The final point is the one that should make you pause, even if the others didn't. Let's take a look at our four guys locked up in a room. They were employing more than 50 developers. Bright as they were, they weren't brighter than 50 guys with degrees and training in a profession that emphasizes logical thinking. Actually, it doesn't even matter that they were bright, anyone could have come up with a way of circumventing it. Since you're paying them to do so, you can be reasonably guaranteed they will.
So how many of those objections didn't apply to the "penalize re-opened bugs"? None of them.
- What was an unfixed bug and what was a separate issue was ill-defined.
- They made a fairly adversarial relationship between QA and development ten times worse.
- People regularly worked in a negative way. Often, more time was sent arguing about the exact status of a bug than fixing it.
And as for gaming the system, well, that's where the fun really began.
Gaming the system
When I was first told of this, it took me five seconds flat to figure out how to game it.

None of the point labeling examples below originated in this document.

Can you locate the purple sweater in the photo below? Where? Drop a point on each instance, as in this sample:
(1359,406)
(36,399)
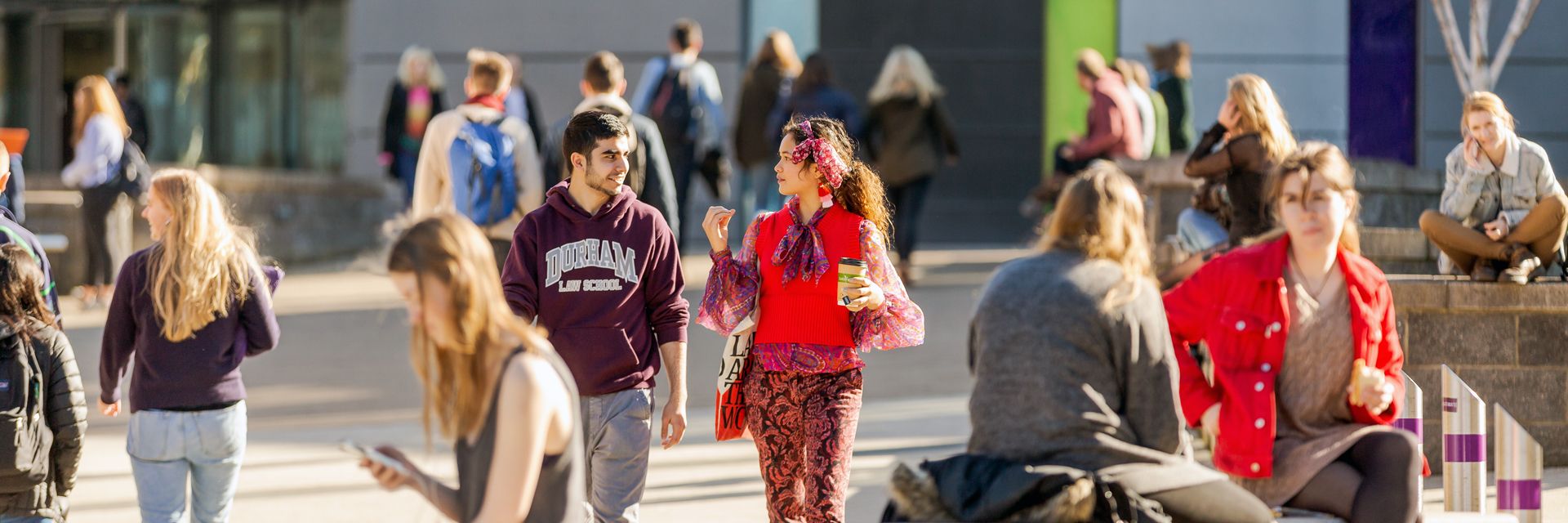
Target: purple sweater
(604,286)
(199,371)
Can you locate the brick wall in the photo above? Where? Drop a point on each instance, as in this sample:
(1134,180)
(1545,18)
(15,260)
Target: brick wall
(1508,342)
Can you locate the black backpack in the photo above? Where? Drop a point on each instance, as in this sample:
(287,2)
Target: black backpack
(24,456)
(134,175)
(671,105)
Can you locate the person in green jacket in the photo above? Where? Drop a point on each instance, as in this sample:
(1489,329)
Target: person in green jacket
(1174,80)
(1162,134)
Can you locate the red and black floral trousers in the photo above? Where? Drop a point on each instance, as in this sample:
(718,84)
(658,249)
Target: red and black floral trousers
(804,431)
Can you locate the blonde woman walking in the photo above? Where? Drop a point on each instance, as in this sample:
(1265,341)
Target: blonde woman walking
(908,136)
(187,311)
(99,136)
(492,385)
(414,100)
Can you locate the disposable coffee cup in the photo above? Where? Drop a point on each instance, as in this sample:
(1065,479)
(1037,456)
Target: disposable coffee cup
(849,269)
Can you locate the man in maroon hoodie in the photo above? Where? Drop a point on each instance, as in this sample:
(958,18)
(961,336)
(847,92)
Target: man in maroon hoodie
(1114,127)
(599,270)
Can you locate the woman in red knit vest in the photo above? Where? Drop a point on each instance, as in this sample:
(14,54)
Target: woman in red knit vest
(804,390)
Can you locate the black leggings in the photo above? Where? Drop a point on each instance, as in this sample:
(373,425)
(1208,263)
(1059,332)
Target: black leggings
(1374,481)
(96,203)
(906,203)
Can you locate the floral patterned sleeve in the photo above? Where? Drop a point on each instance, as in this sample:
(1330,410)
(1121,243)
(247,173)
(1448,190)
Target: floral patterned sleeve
(899,322)
(733,284)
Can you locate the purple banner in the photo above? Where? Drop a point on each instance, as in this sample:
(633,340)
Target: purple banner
(1463,448)
(1518,495)
(1382,65)
(1410,424)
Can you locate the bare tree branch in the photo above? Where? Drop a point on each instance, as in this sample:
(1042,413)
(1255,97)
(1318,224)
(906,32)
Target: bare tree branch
(1481,16)
(1450,38)
(1523,11)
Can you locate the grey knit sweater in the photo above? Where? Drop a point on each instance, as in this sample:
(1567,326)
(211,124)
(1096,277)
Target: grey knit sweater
(1060,382)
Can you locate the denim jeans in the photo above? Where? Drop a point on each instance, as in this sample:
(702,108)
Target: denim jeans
(1198,231)
(618,431)
(167,448)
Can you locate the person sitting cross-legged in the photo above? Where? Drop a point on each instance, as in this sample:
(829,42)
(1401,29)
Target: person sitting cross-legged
(1503,208)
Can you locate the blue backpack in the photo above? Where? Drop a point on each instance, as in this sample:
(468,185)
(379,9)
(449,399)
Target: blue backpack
(483,173)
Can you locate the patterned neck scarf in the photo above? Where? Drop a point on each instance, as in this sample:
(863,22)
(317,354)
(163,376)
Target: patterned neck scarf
(800,252)
(822,153)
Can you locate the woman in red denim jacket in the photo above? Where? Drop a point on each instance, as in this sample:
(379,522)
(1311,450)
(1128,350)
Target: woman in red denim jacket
(1305,357)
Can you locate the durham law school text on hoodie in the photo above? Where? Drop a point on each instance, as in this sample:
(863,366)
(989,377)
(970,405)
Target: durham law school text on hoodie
(606,288)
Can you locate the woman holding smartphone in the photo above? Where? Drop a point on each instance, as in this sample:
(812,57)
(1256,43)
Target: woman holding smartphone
(1503,208)
(492,385)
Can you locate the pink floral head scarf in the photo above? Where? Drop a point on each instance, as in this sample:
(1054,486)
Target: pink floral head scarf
(822,153)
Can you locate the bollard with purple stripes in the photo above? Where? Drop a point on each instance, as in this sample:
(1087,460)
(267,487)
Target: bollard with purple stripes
(1518,470)
(1410,420)
(1463,446)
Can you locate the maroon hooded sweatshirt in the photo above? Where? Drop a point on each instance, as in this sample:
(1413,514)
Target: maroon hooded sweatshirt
(606,286)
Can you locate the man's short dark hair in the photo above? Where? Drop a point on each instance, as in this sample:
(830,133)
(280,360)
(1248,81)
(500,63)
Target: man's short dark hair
(604,71)
(686,34)
(587,129)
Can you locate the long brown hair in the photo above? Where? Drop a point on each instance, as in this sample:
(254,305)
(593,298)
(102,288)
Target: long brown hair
(451,250)
(22,288)
(1324,160)
(1101,216)
(203,262)
(862,192)
(99,96)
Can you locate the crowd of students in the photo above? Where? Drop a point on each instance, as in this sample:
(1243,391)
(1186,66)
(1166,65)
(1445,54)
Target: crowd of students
(541,313)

Just fix easy bugs. If a label's wrong, fix it. Avoid anything involving a nasty interaction or an ill-defined behaviour. Never mind that those are where the value is. In fact, the truly pernicious thing about this whole process was that it actively penalized senior, responsible developers who took on hard problems. Now, as I say, I was lucky, I didn't have to put up with such a stupid system. My friend did.
So, I met up with Joseph a couple of months after this had been put in place and asked him how the firm was going. He told me that the atmosphere was very negative (not solely caused by this decision) and that he'd already given up on getting a bonus this year. He was two months into the bonus cycle. This was an extremely talented and conscientious guy, regarded as a star at the firm. And he'd given up on getting a bonus, simply because he was behaving like a responsible developer and not gaming the system.
Two months later, he left and joined a much better firm. Yes, eventually he figured out a way to circumvent the policy he was happy with: he quit. He wasn't the only one. And, for the reasons I've already outlined, it was the best staff who jumped.
Now, management at this firm clearly forgot Evil Overlord Rule #12, but just because the example's extreme it doesn't mean that the point isn't general. Incentive structures distort behaviour and de-motivate staff. Metrics-based incentive structures distort metrics as well. At my current workplace, I receive a bonus based on how well the firm did and how well my managers think I did. Yes, I still have targets, and I still try to hit them, but I don't let my targets interfere with serving the business.
So how's Joe now? He's still at his new firm and very happy. I tried to tempt to a job that would pay significantly better, but he's not interested. Now, that's a firm that knows how to motivate its staff.